Servant leadership is certainly biblical. Jesus, Himself, modeled servant leadership when He washed His disciples’ feet.
Jesus modeled leadership when He walked miles upon miles, preaching, teaching, and healing.
In Tennessee and across the Southern Baptist Convention we bemoan the lack of baptisms, declining numbers in church attendance and other areas, and decreasing Cooperative Program gifts. I believe the tide can turn in our convention if ministers and lay leaders in our churches will lead by example.
We say we are concerned with lost people. Do we witness?
We say we want to give more money through the Cooperative Program to reach our state, nation, and world for Christ, but have we encouraged our churches to give more?
We say we are concerned that people aren’t being discipled, but will we teach a class to help people understand what it means to be a Christian or what it means to be a Southern Baptist?
On Feb. 22 I had the opportunity and privilege to attend the Northwest Tennessee Deacon and Pastor Conference held at First Baptist Church in Church Hill.
On an absolutely beautiful Saturday with moderate temperatures, more than 400 men attended this deacons conference.
Included in that total were a fairly large number of pastors who led by example and attended the meeting along with their deacons.
It is one thing to suggest to your deacons they should go and get some training while you stay home and play golf or go fishing.
But when you are willing to sacrifice your Saturday, those under your leadership are much more likely to follow suit.
Jackson pastor Justin Wainscott of First Baptist Church has a similar feeling about pastors having an influence in congregational singing (see column below).
Wainscott notes that one reason church members don’t participate as they should in Sunday morning singing is that “while everyone is supposed to be singing together, we’re busy fumbling through our notes or looking around at who’s there or not there.
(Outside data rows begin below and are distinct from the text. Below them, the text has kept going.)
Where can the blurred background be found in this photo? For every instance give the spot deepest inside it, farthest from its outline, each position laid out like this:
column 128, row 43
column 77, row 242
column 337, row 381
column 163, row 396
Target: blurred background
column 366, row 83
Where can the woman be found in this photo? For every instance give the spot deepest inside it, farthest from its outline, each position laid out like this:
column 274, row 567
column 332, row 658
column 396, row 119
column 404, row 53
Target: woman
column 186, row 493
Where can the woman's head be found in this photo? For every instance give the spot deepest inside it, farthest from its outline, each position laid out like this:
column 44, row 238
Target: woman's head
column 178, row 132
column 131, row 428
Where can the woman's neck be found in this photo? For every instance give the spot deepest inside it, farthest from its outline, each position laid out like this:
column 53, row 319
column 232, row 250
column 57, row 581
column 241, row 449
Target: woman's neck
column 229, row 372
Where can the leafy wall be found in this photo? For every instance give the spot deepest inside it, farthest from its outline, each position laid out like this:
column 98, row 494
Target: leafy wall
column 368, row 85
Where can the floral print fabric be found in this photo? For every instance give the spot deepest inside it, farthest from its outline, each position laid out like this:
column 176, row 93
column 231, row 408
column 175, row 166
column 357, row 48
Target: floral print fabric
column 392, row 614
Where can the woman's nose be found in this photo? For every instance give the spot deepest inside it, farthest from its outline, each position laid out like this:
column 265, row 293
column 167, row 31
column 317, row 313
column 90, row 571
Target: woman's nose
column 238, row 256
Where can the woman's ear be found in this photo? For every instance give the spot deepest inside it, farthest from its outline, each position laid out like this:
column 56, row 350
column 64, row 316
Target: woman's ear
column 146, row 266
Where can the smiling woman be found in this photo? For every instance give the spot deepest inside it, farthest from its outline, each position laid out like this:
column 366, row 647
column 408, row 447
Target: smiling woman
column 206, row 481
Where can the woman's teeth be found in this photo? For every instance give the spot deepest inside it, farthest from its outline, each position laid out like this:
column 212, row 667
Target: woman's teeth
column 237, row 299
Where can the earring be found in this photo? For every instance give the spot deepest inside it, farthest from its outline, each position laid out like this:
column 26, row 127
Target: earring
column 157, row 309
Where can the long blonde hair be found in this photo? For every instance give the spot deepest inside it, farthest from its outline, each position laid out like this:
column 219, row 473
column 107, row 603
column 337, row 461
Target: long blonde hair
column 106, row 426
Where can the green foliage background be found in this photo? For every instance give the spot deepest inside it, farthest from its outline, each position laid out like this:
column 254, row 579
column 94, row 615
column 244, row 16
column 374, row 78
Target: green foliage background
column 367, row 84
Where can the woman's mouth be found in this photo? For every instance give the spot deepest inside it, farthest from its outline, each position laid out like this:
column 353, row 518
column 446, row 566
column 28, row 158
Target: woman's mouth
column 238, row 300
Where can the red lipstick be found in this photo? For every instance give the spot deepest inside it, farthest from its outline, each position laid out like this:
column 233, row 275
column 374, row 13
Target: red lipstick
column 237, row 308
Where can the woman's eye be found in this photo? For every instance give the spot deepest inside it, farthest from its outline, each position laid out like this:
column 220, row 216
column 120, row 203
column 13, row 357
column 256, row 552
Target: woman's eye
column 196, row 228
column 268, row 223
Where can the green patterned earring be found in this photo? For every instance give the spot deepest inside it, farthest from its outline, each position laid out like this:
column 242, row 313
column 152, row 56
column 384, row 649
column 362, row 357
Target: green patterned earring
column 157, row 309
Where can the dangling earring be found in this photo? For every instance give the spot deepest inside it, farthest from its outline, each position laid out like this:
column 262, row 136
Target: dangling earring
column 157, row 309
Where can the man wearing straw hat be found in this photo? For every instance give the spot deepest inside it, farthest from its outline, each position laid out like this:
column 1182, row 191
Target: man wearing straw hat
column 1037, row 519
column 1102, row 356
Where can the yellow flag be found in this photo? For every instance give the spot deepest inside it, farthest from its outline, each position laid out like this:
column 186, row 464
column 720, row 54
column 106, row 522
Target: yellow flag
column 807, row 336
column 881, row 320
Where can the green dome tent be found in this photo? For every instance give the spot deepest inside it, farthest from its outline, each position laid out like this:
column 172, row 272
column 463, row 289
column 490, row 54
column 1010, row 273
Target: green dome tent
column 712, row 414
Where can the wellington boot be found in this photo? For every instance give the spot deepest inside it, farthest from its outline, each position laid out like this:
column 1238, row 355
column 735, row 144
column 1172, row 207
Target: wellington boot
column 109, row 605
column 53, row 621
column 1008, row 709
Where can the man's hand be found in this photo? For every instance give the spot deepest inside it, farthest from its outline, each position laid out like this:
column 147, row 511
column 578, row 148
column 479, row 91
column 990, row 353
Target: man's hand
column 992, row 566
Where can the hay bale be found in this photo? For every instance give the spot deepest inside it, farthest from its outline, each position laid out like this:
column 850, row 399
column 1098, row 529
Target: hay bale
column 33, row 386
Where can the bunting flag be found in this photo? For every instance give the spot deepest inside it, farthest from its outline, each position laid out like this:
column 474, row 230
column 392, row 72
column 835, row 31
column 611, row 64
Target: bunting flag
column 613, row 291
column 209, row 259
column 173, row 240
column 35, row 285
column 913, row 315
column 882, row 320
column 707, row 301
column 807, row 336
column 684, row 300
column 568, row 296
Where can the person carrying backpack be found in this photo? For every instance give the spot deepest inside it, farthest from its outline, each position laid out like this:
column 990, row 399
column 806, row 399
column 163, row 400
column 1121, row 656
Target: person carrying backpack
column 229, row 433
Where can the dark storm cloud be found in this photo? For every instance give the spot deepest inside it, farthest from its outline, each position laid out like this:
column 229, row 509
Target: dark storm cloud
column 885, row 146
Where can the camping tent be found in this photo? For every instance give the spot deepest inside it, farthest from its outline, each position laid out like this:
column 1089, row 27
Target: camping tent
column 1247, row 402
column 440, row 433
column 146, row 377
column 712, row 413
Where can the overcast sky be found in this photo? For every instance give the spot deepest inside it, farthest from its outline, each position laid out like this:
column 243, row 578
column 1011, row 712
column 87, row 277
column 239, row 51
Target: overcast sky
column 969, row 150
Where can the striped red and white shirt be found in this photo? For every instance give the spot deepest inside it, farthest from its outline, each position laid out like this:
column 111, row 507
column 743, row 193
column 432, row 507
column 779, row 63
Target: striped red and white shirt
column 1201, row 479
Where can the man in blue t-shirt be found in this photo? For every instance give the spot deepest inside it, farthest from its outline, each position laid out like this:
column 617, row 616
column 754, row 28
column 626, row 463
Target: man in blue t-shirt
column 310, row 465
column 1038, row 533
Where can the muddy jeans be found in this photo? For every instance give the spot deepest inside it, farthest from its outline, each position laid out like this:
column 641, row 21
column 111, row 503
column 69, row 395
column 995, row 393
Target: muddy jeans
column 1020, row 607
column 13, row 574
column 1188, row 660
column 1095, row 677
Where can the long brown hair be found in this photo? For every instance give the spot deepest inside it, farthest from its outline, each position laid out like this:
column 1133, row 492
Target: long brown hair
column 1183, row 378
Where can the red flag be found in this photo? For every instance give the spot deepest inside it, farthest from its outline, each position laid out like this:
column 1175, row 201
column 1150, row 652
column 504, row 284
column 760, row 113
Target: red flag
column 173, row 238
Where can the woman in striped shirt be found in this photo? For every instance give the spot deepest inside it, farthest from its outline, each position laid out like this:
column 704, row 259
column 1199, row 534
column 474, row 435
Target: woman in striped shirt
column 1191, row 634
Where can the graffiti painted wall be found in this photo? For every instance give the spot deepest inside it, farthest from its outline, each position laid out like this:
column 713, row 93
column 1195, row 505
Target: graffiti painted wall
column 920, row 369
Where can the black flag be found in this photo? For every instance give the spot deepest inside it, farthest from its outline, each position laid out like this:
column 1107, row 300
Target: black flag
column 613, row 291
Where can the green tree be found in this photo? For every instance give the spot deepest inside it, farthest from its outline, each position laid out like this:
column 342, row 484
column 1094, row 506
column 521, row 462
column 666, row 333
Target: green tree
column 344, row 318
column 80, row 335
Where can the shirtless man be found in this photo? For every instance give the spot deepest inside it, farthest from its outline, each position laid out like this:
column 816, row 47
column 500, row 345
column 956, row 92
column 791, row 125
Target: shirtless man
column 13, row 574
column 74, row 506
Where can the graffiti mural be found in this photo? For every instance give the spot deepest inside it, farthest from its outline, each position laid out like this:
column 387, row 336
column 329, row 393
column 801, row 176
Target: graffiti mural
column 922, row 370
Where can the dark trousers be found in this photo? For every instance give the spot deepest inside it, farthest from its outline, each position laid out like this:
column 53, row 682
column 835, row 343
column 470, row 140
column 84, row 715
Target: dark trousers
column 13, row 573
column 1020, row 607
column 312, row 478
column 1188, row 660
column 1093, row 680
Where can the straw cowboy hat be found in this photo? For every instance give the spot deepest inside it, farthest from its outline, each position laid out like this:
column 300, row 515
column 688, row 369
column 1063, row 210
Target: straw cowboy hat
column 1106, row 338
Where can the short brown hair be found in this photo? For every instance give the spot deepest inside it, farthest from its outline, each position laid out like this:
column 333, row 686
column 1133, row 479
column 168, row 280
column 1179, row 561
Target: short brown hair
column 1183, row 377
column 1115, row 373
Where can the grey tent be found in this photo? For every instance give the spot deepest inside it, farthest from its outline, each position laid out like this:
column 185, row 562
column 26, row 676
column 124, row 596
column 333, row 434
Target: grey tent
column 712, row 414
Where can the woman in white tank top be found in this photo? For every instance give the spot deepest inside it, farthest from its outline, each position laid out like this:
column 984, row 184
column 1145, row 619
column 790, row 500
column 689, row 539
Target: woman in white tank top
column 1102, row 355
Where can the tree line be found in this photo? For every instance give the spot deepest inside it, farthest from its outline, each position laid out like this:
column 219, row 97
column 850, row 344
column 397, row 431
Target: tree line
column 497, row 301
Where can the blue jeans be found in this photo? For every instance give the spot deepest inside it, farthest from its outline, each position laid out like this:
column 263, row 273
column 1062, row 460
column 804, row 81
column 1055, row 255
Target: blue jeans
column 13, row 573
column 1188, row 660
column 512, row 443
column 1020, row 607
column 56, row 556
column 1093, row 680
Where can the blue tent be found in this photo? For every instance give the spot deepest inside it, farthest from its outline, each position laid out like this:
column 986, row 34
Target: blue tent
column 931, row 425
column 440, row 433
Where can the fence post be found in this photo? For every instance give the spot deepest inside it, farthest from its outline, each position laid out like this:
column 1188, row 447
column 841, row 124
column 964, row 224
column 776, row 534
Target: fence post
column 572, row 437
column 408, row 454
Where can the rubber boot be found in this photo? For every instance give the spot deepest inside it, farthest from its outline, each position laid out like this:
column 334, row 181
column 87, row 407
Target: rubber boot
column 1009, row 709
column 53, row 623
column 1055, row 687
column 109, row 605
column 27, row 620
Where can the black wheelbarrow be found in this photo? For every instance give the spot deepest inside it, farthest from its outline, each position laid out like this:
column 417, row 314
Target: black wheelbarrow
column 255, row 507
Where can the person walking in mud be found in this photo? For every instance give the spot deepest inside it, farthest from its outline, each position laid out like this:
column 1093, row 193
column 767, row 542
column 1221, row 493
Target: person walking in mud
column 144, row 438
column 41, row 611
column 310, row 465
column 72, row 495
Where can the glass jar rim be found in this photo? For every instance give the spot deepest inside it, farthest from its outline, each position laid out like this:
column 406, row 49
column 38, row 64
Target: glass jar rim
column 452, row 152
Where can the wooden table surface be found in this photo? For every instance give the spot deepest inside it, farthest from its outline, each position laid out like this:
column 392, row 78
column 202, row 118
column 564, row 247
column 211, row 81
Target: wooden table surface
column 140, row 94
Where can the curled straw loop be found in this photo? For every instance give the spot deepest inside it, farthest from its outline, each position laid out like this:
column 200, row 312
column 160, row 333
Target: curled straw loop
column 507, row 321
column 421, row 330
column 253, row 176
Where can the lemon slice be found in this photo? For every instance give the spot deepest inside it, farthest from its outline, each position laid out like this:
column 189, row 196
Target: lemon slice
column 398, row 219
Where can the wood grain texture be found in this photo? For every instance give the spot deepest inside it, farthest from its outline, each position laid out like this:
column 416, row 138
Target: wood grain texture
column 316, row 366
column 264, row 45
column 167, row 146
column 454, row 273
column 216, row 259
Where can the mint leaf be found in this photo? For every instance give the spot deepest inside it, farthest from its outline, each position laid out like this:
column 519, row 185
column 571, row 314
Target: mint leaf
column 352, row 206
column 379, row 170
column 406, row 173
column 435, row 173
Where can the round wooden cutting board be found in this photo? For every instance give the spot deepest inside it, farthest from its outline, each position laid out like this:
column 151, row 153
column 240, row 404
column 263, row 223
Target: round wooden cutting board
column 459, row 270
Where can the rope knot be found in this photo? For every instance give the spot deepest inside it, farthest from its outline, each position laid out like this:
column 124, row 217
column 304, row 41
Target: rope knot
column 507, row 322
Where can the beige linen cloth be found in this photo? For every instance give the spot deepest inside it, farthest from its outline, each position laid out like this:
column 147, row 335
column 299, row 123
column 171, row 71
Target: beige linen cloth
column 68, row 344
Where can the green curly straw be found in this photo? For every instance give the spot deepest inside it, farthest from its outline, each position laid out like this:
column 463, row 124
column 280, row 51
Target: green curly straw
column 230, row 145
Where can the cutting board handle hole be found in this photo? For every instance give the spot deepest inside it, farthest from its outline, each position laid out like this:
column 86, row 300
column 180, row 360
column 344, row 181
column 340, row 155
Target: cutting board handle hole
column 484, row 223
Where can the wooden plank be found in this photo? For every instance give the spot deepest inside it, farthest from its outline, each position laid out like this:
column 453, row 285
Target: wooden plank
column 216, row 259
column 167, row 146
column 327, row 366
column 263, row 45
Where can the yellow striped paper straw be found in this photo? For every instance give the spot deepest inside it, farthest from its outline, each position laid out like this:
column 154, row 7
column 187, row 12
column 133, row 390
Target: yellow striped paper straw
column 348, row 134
Or worse, we just stand there with our arms folded, waiting on “our” turn.”
Leaders do lead by example, both good and bad.
I recently interviewed a pastor for an upcoming feature in the B&R. He has been at one church for more than 30 years and the church has shown steady growth during that time.
Though he gives God all the glory, this pastor cited his willingness to “never ask the church to do anything that I would not do myself” as a major factor.
This principle applies not only to ministers but to lay leaders in the church as well.
We should not ask the congregation to do something we’re not willing to do ourselves.
For instance, if your church decides to construct a new building, everyone who agrees to serve on that building committee or the stewardship committee, which will try to secure funding, must be willing to lead by example and give and work toward that project.
It’s poor leadership to ask others to do something you will not do yourself.
Jesus never did. He set the standard for leadership.
Scripture challenges us in Titus 2:7: “In everything set them an example by doing what is good.”
Someone (author unknown) once wrote, “A good example is the best sermon.”
Another unknown author wrote, “A pint of example is worth a gallon of advice.”
In other words, words without action are basically worthless.
The best way to be a truly effective leader, whether it is in our homes, churches, or businesses, is to follow the example of Jesus Christ who washed the feet of His disciples.